Limiter la caféine trop tard dans la journée, réduire les écrans en fin de soirée et éviter les repas trop lourds juste avant le coucher peut faciliter l’endormissement et rendre le sommeil plus continu. 

Bouger régulièrement dans la semaine aide souvent à mieux dormir, à condition que cela reste adapté à votre niveau actuel. 

Une chambre calme, sombre et légèrement fraîche favorise souvent un sommeil plus réparateur. 

L’idée n’est pas d’appliquer une hygiène du sommeil parfaite. Il s’agit plutôt d’identifier quelques leviers réalistes, compatibles avec votre quotidien, et de voir s’ils améliorent un peu vos nuits sur plusieurs semaines. 

La place de l’ostéopathie 

Dans ce contexte, l’ostéopathie ne se limite pas à traiter une zone douloureuse. Elle peut aussi aider à prendre un peu de recul sur l’ensemble de la situation : la douleur elle-même, le sommeil, le niveau de fatigue, le stress, les habitudes de mouvement et les contraintes du quotidien. 

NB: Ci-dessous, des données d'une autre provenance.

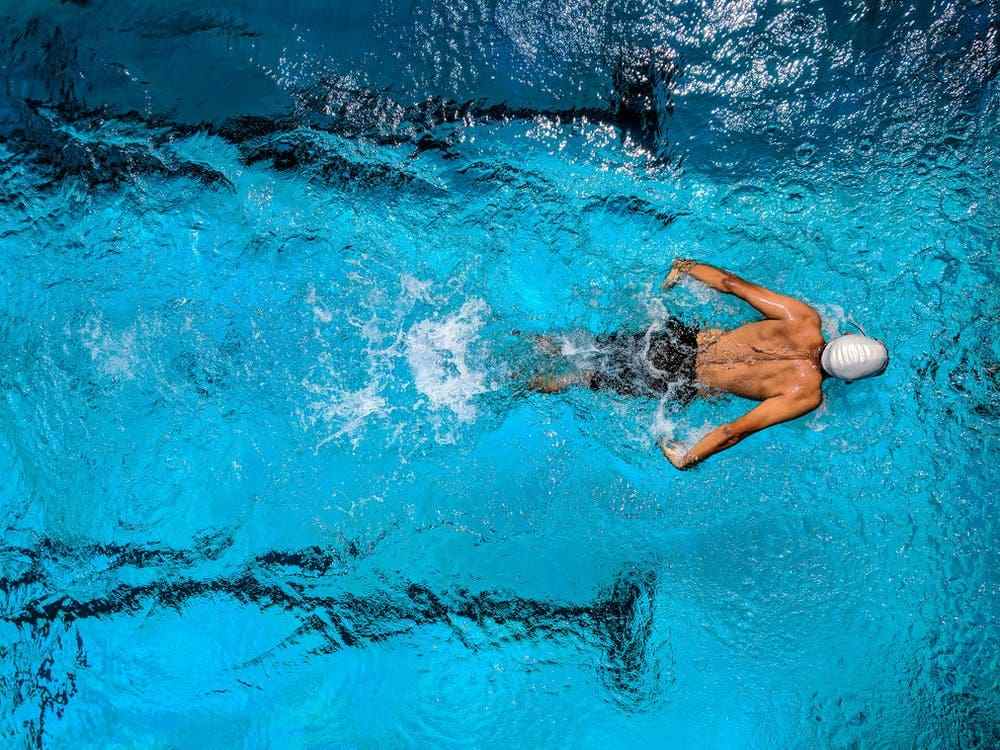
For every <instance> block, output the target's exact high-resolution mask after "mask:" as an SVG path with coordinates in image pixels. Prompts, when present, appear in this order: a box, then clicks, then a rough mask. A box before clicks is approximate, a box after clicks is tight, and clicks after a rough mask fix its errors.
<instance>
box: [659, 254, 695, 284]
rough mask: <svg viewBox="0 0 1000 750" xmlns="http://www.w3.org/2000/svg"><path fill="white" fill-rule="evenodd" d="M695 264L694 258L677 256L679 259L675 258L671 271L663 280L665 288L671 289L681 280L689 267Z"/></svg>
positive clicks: (663, 283)
mask: <svg viewBox="0 0 1000 750" xmlns="http://www.w3.org/2000/svg"><path fill="white" fill-rule="evenodd" d="M693 265H694V261H693V260H688V259H687V258H677V260H675V261H674V262H673V264H672V265H671V266H670V273H668V274H667V278H665V279H664V280H663V289H664V290H666V289H669V288H670V287H672V286H673V285H674V284H676V283H677V282H678V281H680V280H681V276H683V275H684V274H685V273H687V271H688V269H689V268H691V266H693Z"/></svg>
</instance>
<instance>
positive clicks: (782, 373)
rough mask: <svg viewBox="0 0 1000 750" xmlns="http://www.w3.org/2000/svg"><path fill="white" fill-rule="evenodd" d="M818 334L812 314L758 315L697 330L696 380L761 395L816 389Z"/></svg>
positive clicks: (756, 394)
mask: <svg viewBox="0 0 1000 750" xmlns="http://www.w3.org/2000/svg"><path fill="white" fill-rule="evenodd" d="M823 343H824V342H823V335H822V333H821V332H820V328H819V321H818V318H814V317H805V318H800V319H794V320H761V321H757V322H754V323H748V324H747V325H743V326H740V327H739V328H736V329H734V330H732V331H721V330H718V329H713V330H709V331H703V332H702V333H700V334H699V335H698V358H697V360H696V372H697V375H698V380H699V381H700V382H701V383H702V384H703V385H705V386H707V387H708V388H710V389H712V390H718V391H725V392H727V393H733V394H736V395H738V396H742V397H744V398H750V399H754V400H757V401H764V400H766V399H769V398H773V397H775V396H782V395H792V394H797V395H802V396H805V395H807V394H810V393H815V394H817V395H818V394H819V392H820V389H821V386H822V381H823V376H822V372H821V370H820V366H819V355H820V352H821V351H822V348H823Z"/></svg>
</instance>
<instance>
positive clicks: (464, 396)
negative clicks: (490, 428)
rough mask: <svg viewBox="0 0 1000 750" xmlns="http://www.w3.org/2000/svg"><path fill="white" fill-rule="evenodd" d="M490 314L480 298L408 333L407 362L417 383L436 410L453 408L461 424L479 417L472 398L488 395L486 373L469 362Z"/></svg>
mask: <svg viewBox="0 0 1000 750" xmlns="http://www.w3.org/2000/svg"><path fill="white" fill-rule="evenodd" d="M488 313H489V307H488V306H487V304H486V303H485V302H484V301H483V300H481V299H478V298H473V299H470V300H467V301H466V302H465V304H463V305H462V307H461V308H460V309H459V310H458V311H457V312H455V313H453V314H451V315H449V316H447V317H445V318H443V319H429V320H423V321H420V322H419V323H415V324H414V325H413V326H411V327H410V330H409V332H408V333H407V334H406V360H407V362H408V363H409V365H410V370H411V371H412V373H413V380H414V383H415V385H416V386H417V390H418V391H420V393H422V394H423V395H424V396H425V397H426V398H427V400H428V402H429V403H430V405H431V408H432V409H435V410H438V409H442V408H444V409H450V410H451V411H452V412H454V413H455V415H456V416H457V417H458V419H459V421H461V422H471V421H472V420H473V419H475V418H476V408H475V406H474V405H473V404H472V399H473V398H474V397H476V396H478V395H479V394H481V393H485V392H486V391H487V390H488V388H487V385H486V373H485V372H483V371H479V370H475V369H474V368H473V367H472V365H471V364H470V361H469V347H470V345H471V344H472V343H473V341H475V338H476V334H477V333H478V332H479V329H481V328H482V327H483V323H484V321H485V316H486V315H487V314H488Z"/></svg>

En consultation, le but n’est pas de donner la même liste de conseils à tout le monde. Il s’agit plutôt d’analyser ce qui semble le plus pertinent dans votre cas, puis de dégager quelques pistes concrètes, réalistes et adaptées à votre rythme de vie. 

Autrement dit, il existe souvent plusieurs leviers possibles, mais leur intérêt dépend de la personne, de ses douleurs, de son sommeil et de son contexte. Le but est de construire une approche au cas par cas, plutôt que d’appliquer une recette toute faite. 

Références 

Finan PH, Goodin BR, Smith MT. The association of sleep and pain: an update and a path forward. J Pain. 2013;14(12):1539-1552. 

Schrimpf M, Liegl G, Boeckle M, et al. The effect of sleep deprivation on pain perception in healthy subjects: a meta-analysis. Sleep Med. 2015;16(11):1313-1320. 

Kourbanova K, Alexandre C, Latremoliere A. Effect of sleep loss on pain—New conceptual and mechanistic avenues. Front Neurosci. 2022;16:1009902.